Avis JDP n° 561/19 – RESTAURANT – Plainte fondée

Avis publié le 4 avril 2019
Plainte fondée

Le Jury de Déontologie Publicitaire,

  • Après examen des éléments constituant le dossier de plainte,
  • les personnes intéressées ayant été invitées à faire valoir leurs observations,
  • et après en avoir débattu dans les conditions prévues par l’article 12 du règlement intérieur,

rend l’avis suivant :

1. La plainte

Le Jury de Déontologie Publicitaire a été saisi, le 14 février 2019, d’une plainte émanant d’un particulier, tendant à ce qu’il se prononce sur la conformité aux règles déontologiques en vigueur d’une publication sur le réseau social Facebook en faveur de la société annonceur, pour promouvoir une offre de son restaurant à l’occasion de la fête de la Saint-Valentin.
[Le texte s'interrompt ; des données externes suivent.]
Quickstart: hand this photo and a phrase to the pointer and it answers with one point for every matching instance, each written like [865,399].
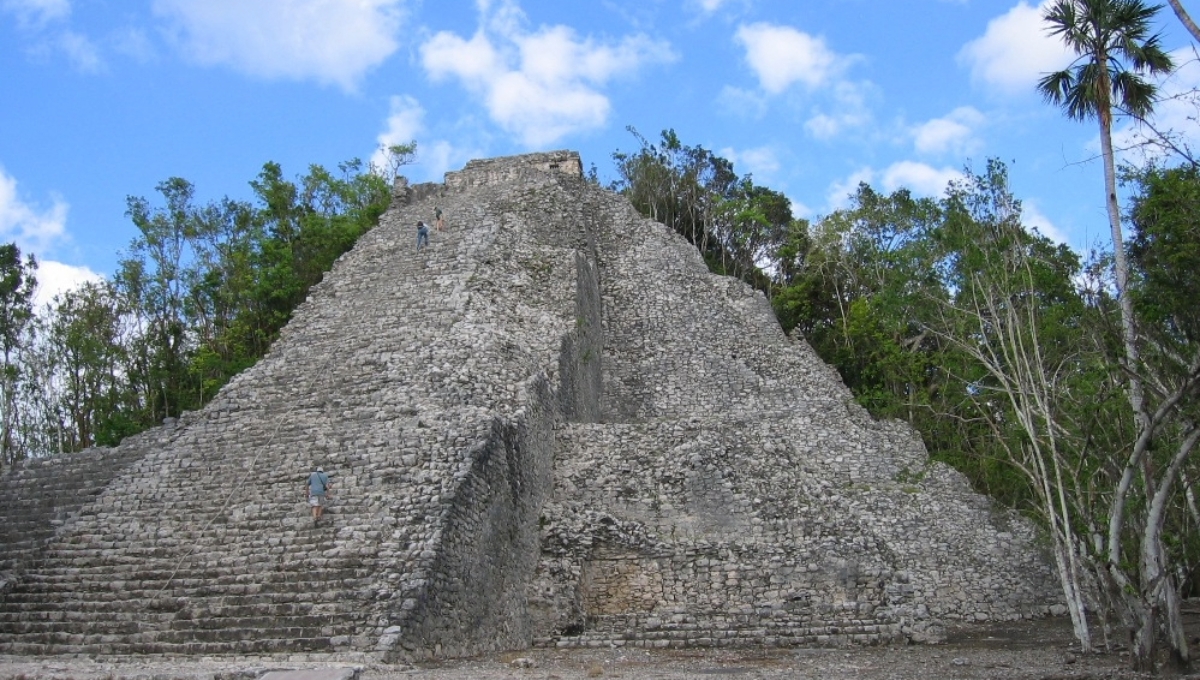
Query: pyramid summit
[551,426]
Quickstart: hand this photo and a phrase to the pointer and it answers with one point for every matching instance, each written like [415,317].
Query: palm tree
[1186,19]
[1107,35]
[1115,54]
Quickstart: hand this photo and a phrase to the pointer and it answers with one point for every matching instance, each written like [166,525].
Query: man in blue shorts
[318,485]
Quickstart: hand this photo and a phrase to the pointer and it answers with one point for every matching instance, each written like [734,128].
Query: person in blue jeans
[318,486]
[423,235]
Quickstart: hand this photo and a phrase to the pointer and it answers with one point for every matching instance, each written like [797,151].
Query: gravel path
[1030,650]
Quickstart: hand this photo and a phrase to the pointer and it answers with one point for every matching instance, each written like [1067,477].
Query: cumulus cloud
[81,50]
[761,161]
[708,6]
[783,55]
[54,278]
[953,133]
[34,13]
[921,179]
[329,41]
[841,191]
[33,228]
[1014,52]
[849,110]
[918,178]
[540,85]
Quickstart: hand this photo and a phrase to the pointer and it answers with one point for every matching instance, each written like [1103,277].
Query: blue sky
[105,98]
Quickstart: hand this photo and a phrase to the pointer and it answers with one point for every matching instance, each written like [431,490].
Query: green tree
[1116,52]
[17,286]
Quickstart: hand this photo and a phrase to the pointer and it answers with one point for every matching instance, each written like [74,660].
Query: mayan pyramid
[550,427]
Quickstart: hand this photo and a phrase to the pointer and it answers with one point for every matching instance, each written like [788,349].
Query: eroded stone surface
[551,427]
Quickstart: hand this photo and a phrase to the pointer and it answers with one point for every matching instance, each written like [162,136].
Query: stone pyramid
[550,427]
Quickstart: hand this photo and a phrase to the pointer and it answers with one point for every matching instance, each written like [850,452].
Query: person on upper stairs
[423,235]
[317,487]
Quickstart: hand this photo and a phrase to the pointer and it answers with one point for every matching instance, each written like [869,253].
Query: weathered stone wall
[552,426]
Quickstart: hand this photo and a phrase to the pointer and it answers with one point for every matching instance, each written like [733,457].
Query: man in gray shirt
[318,485]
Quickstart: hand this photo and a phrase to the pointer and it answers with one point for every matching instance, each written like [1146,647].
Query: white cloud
[81,50]
[708,6]
[783,55]
[850,110]
[840,191]
[1014,52]
[953,133]
[918,178]
[330,41]
[405,122]
[35,13]
[742,102]
[760,162]
[540,85]
[34,229]
[54,278]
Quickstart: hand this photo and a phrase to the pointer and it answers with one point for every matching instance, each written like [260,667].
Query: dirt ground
[1042,650]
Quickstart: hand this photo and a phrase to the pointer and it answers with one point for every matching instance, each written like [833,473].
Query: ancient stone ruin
[551,427]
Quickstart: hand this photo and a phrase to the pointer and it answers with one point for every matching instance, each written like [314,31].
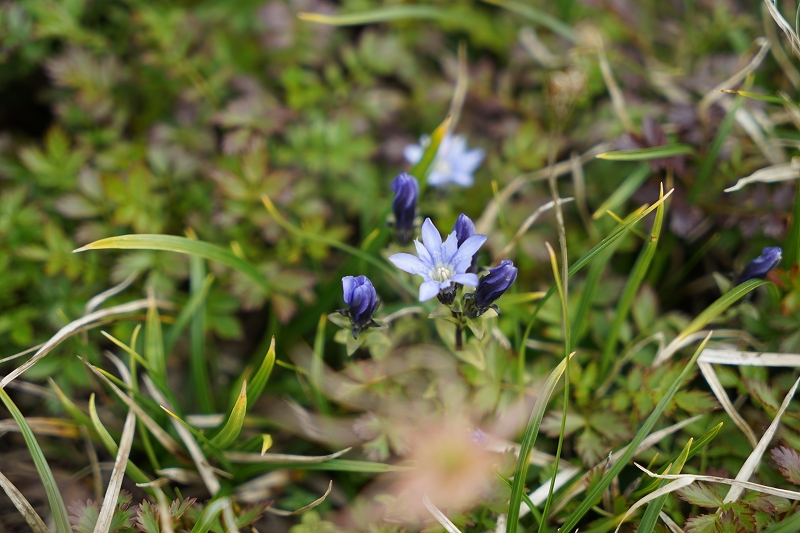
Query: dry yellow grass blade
[305,508]
[209,479]
[440,517]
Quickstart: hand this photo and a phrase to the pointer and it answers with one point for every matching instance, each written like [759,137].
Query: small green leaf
[234,422]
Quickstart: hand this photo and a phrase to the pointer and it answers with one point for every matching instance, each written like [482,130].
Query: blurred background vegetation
[128,116]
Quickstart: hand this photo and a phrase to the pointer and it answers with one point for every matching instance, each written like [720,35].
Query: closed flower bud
[490,288]
[465,229]
[362,301]
[761,265]
[404,205]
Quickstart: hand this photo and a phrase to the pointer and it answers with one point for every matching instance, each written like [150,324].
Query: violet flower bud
[490,288]
[465,229]
[761,265]
[362,300]
[404,205]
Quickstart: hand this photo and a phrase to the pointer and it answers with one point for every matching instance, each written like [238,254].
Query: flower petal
[413,153]
[428,290]
[431,238]
[470,246]
[408,263]
[466,279]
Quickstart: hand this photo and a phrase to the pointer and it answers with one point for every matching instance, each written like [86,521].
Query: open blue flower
[440,263]
[453,164]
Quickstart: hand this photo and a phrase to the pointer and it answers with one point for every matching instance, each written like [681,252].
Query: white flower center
[442,272]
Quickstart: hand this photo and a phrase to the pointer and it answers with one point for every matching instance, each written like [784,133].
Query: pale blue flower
[454,163]
[440,263]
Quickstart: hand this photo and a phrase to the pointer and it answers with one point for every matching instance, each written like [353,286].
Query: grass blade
[537,16]
[57,507]
[634,281]
[106,515]
[24,507]
[709,314]
[646,154]
[626,189]
[154,343]
[372,16]
[181,245]
[528,440]
[597,491]
[259,381]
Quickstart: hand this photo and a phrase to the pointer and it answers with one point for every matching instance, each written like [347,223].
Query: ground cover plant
[385,266]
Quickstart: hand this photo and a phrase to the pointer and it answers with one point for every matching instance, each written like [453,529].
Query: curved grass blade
[709,314]
[588,256]
[625,190]
[528,440]
[234,422]
[596,493]
[384,14]
[181,245]
[646,154]
[24,507]
[209,515]
[630,290]
[57,507]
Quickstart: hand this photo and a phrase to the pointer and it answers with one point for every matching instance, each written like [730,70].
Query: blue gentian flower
[465,229]
[362,301]
[454,163]
[490,288]
[761,265]
[404,205]
[441,264]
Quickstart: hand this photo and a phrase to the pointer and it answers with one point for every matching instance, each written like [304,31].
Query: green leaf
[535,15]
[234,422]
[384,14]
[528,440]
[596,492]
[154,344]
[57,507]
[259,381]
[646,154]
[209,515]
[634,281]
[702,495]
[181,245]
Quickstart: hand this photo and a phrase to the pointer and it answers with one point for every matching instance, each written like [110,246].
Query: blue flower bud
[362,300]
[465,229]
[490,288]
[406,190]
[761,265]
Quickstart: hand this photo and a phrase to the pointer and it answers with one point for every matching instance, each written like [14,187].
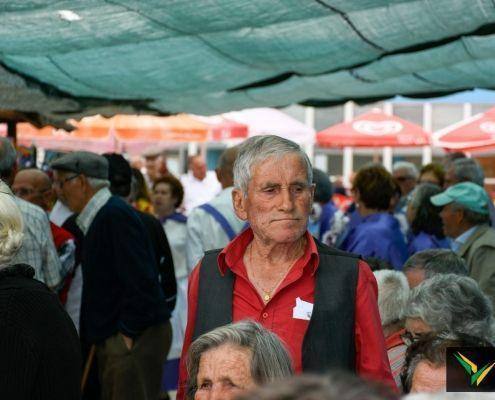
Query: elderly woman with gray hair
[233,358]
[449,304]
[38,342]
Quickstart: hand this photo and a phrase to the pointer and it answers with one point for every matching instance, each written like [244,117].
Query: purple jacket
[379,236]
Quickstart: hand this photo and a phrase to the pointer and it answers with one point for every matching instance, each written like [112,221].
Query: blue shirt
[379,236]
[425,241]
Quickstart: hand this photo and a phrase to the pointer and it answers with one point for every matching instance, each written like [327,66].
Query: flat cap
[83,162]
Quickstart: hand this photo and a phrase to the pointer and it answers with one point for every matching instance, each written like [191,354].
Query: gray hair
[270,360]
[257,149]
[436,261]
[8,157]
[472,217]
[452,304]
[97,183]
[468,170]
[11,226]
[412,170]
[393,293]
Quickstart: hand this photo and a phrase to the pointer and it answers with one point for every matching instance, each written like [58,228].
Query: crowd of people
[121,283]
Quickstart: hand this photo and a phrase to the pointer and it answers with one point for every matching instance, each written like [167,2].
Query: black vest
[329,340]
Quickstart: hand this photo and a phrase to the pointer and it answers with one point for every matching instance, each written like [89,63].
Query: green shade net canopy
[68,59]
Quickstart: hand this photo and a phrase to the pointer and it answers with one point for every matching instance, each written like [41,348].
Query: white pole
[427,126]
[309,147]
[387,158]
[348,157]
[387,151]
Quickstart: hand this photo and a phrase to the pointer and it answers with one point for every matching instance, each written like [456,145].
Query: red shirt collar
[235,250]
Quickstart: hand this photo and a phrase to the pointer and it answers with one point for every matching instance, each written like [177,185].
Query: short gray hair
[436,261]
[97,183]
[451,303]
[8,157]
[270,360]
[468,170]
[257,149]
[393,293]
[412,170]
[11,226]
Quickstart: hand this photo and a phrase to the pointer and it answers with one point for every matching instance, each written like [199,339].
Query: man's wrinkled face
[224,372]
[70,190]
[428,378]
[278,200]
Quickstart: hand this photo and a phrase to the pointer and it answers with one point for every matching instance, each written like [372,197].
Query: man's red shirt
[371,355]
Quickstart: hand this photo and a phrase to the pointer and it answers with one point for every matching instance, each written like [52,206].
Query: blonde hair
[11,225]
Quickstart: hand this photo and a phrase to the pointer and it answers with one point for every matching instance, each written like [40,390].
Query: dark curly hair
[376,187]
[427,218]
[175,185]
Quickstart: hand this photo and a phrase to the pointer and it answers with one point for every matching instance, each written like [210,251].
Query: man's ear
[239,202]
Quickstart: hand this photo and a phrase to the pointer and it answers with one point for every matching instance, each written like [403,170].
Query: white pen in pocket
[302,310]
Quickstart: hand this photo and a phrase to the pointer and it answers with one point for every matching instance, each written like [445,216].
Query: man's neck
[269,254]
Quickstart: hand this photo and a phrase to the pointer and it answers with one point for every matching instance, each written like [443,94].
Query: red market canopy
[473,134]
[374,129]
[131,133]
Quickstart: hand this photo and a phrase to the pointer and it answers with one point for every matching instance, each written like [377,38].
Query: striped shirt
[38,249]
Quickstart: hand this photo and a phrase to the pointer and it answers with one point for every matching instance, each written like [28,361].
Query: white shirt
[176,235]
[198,192]
[205,233]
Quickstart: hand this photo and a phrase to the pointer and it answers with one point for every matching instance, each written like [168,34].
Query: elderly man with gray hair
[428,263]
[124,313]
[449,304]
[465,218]
[320,301]
[234,358]
[393,292]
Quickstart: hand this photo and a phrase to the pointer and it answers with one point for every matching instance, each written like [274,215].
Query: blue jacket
[378,236]
[424,241]
[121,291]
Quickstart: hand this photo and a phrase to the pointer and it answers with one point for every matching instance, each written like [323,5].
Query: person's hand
[128,341]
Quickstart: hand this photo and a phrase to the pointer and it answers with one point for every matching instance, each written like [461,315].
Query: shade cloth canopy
[374,129]
[475,134]
[62,59]
[131,133]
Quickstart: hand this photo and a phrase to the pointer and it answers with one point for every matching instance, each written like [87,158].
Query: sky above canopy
[66,59]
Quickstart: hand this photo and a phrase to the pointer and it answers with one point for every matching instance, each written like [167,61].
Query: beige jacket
[479,253]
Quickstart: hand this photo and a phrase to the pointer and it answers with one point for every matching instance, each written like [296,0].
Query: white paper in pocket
[302,310]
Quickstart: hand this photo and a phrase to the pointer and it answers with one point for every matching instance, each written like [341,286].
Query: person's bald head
[225,167]
[34,186]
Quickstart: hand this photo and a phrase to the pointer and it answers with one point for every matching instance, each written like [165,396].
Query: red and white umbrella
[374,129]
[473,134]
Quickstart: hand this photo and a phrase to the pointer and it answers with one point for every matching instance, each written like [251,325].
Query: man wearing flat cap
[123,310]
[466,218]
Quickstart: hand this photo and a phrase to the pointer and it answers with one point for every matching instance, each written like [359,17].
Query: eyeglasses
[403,178]
[21,192]
[62,182]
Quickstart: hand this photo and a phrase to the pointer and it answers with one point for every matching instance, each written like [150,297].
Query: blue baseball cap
[468,194]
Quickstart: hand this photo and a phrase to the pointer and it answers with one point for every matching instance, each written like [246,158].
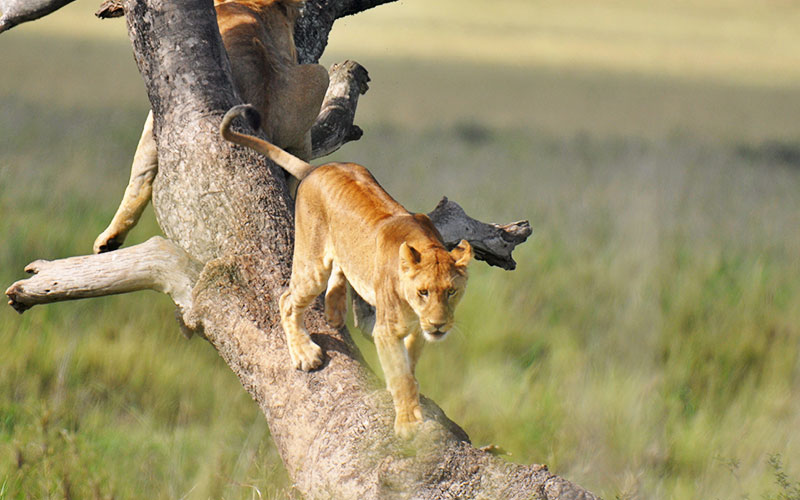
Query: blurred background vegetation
[647,346]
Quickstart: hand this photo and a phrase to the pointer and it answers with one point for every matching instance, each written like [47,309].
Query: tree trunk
[230,211]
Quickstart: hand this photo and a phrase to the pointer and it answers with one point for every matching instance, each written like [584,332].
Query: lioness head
[433,281]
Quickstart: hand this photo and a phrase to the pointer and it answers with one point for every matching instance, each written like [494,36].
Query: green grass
[647,346]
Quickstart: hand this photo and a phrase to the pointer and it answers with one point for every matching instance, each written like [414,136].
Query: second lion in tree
[348,229]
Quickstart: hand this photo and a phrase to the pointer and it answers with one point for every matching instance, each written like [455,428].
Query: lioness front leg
[306,284]
[336,298]
[137,194]
[399,379]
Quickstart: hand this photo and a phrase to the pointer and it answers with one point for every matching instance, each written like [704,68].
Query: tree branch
[156,264]
[20,11]
[492,243]
[334,126]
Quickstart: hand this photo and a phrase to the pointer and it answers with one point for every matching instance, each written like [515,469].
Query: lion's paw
[407,424]
[306,356]
[106,242]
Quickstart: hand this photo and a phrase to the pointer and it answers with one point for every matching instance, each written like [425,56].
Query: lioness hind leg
[137,194]
[304,287]
[336,298]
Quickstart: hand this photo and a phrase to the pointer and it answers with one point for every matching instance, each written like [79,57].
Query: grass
[647,346]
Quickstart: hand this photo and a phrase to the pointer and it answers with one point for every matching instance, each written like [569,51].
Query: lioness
[348,229]
[259,38]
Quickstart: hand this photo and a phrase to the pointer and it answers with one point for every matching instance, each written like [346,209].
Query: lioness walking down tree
[348,229]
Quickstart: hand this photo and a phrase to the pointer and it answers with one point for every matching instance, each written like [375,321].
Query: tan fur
[348,229]
[259,38]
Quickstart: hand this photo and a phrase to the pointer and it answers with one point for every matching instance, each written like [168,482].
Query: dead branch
[19,11]
[492,243]
[334,126]
[156,264]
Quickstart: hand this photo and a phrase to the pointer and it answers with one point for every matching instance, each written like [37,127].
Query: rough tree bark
[226,209]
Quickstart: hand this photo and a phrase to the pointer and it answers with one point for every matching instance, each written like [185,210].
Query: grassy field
[647,346]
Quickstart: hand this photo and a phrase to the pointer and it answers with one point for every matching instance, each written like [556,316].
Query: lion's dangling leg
[137,194]
[307,283]
[336,298]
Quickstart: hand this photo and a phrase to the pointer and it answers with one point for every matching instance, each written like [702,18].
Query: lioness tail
[292,164]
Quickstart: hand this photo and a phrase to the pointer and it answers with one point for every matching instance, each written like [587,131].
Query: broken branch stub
[492,243]
[334,125]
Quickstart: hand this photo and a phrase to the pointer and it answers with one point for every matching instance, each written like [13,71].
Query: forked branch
[156,264]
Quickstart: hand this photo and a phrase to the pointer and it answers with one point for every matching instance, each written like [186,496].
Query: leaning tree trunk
[227,214]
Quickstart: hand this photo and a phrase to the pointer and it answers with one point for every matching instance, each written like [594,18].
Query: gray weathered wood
[156,264]
[15,12]
[334,125]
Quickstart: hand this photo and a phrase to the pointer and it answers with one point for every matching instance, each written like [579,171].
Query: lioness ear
[409,257]
[462,253]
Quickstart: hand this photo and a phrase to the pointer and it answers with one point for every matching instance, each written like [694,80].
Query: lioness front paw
[407,424]
[306,356]
[106,242]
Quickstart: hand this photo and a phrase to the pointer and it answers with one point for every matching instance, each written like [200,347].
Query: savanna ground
[647,346]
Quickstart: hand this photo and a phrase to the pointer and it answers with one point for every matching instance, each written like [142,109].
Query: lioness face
[433,282]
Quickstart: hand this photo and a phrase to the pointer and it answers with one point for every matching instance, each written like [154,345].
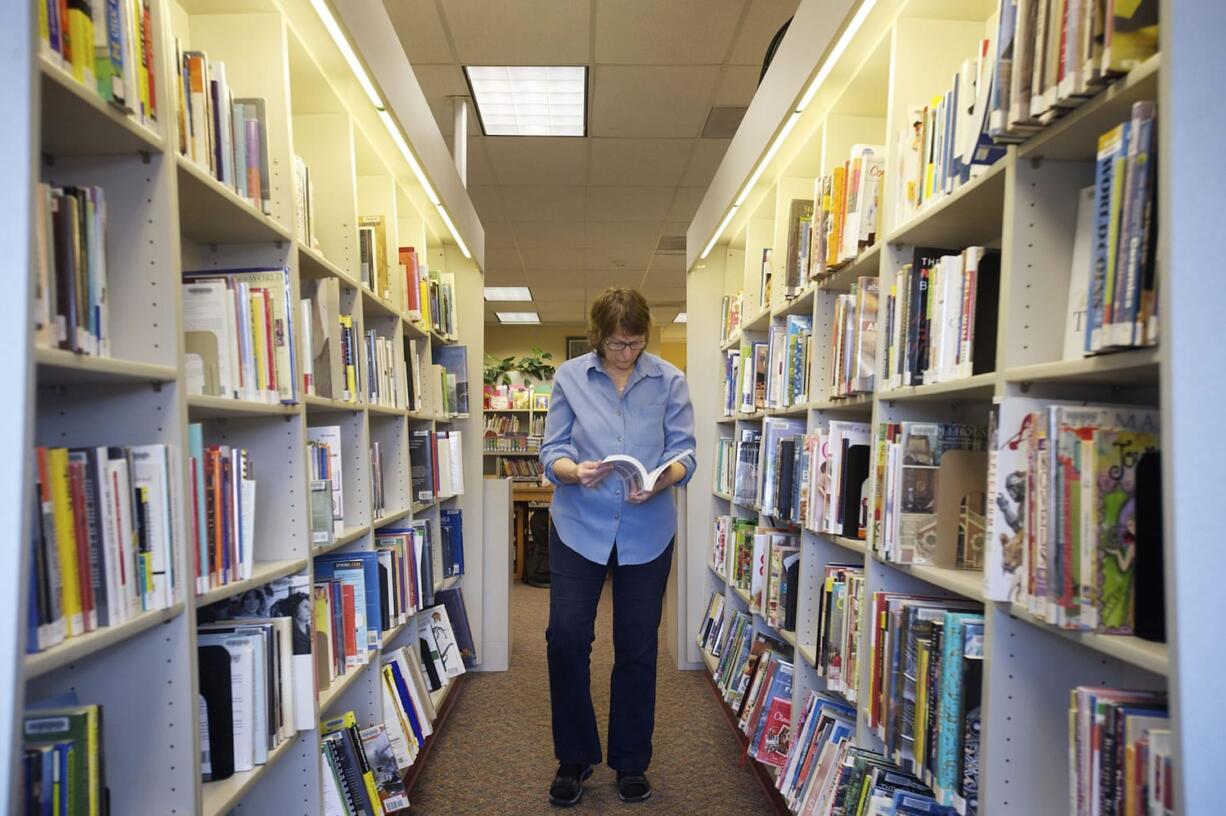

La publicité en cause montre une femme, dont ne sont visibles que les mains et le bas du visage présenté de profil, portant un sandwich hot-dog à sa bouche. Ses lèvres, peintes en rose, sont légèrement entrouvertes autour de la saucisse.

Les textes accompagnant ce visuel sont « Happy Valentine’s day… » , « Mesdames, en ce jour des amoureux, souvenez-vous que c’est Monsieur qui paiera l’addition du restaurant ce soir ».

2. Les arguments échangés

– Le plaignant considère que cette publicité est misogyne et sexiste, la femme étant présentée comme un objet qui doit se soumettre à une fellation pour remercier son ami de lui payer le restaurant. Il souligne qu’en outre la femme n’a pas de visage sur le visuel.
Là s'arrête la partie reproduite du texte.